# Dreipunktzange Spinnerachsen aus draht biegen



## steffen.u (4. Januar 2009)

Hallo Boardies

Ich bin momentan am überlegen/suchen , wie sich spinnerachsen ( vor allem das Auge/öhr ) am besten herstellen lassen. dabei bin ich neben verschiedensten vorrichtungen zu einem tip mit einer dreipunktzange ??? gekommen. ich habe keine wirkliche vorstellung wie das teil funktioniert , noch wie es aussieht , wenn ich die tips richtig deute ,kommt das teil aus dem dentalbereich und wird dort wohl zum exakten drahtbiegen verwendet.

Hat Jemand einen tip für mich , wäre das teil für diesen zweck geeignet

Tschüss Steffen


----------



## TeddyT (4. Januar 2009)

*AW: Dreipunktzange Spinnerachsen aus draht biegen*

Moin Steffen,

das Teil kenne ich auch nicht, ich biege meine "Augen" immer mit einer normalen Rundzange. Das funktioniert eigentlich sehr gut.
Gruß Frank


----------



## Big Troll (4. Januar 2009)

*AW: Dreipunktzange Spinnerachsen aus draht biegen*

Moin Steffen,
ja diese Zange ist dafür ideal! #6
Du kannst Ösen und Bögen mit unterschiedlichen Radien exakt damit biegen.

Ist schwer zu beschreiben, aber frag` beim nächsten Dentallabor oder beim Augenoptiker mal danach, die zeigen sie Dir sicherlich!
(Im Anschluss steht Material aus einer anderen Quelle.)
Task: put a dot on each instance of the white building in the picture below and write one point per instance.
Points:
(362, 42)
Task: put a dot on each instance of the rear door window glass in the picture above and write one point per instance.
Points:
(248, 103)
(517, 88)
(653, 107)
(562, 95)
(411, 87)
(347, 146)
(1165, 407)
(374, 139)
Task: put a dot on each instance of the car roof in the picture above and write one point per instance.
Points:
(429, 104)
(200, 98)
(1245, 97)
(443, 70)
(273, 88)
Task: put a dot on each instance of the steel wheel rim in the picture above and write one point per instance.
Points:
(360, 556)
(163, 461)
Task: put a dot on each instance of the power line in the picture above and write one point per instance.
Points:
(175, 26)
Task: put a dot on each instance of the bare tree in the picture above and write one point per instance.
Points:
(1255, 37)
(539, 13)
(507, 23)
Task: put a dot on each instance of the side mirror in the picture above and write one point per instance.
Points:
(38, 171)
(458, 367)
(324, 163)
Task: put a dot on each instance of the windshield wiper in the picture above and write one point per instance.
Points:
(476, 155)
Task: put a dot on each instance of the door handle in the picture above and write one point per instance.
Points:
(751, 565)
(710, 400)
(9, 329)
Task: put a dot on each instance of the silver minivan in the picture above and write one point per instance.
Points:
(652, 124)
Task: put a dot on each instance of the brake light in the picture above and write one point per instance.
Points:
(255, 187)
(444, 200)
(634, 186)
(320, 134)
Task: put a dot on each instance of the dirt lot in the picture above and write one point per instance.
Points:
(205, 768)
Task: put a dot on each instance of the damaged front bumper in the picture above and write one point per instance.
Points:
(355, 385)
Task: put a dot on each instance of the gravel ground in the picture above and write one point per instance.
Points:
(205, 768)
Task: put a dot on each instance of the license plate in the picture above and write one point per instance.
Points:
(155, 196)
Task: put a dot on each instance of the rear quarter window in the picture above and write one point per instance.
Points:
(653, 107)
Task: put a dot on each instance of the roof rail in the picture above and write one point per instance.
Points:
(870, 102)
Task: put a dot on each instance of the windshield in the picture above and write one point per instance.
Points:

Ich habe mir meine Zange mal auf einem Jahrmarkt oder Flohmarkt, an einem Stand der Scheren und diverse Dentalinstrumente anbietet, für ca. 10,- D-Mark gekauft. 
In "Fachkatalogen" kosten diese Zangen 40.- bis 60.- Euros!
Meine Bewertung: Besonders empfehlenswert!


----------



## steffen.u (5. Januar 2009)

*AW: Dreipunktzange Spinnerachsen aus draht biegen*

Hallo Troll und Teddy

Danke für Eure antworten:
Habe nach der zange "gegoogelt" >>> einen  " griffigen" artikel zu dem teil , bzw. einen anbieter habe ich nicht gefunden , bleibt als alternative , die rundzange oder ein "richtiges" Tool.

Tschüss Steffen


----------



## axel krepper (8. August 2009)

*AW: Dreipunktzange Spinnerachsen aus draht biegen*

Hallo,Drahtbieger!
Das Ding heisst Dreifingerzange oder auch Adererzange,
gibt es in klein und gross,auch bei e..y!
Gruss,Axel.


----------



## Jose (8. August 2009)

*AW: Dreipunktzange Spinnerachsen aus draht biegen*

kannte ich auch nicht, schau ich mir mal an.
APROPOS: kennt einer ein bezahlbares werkzeug, mit dem man draht schneiden kann, OHNE dass ein scharfer quetschgrat entsteht?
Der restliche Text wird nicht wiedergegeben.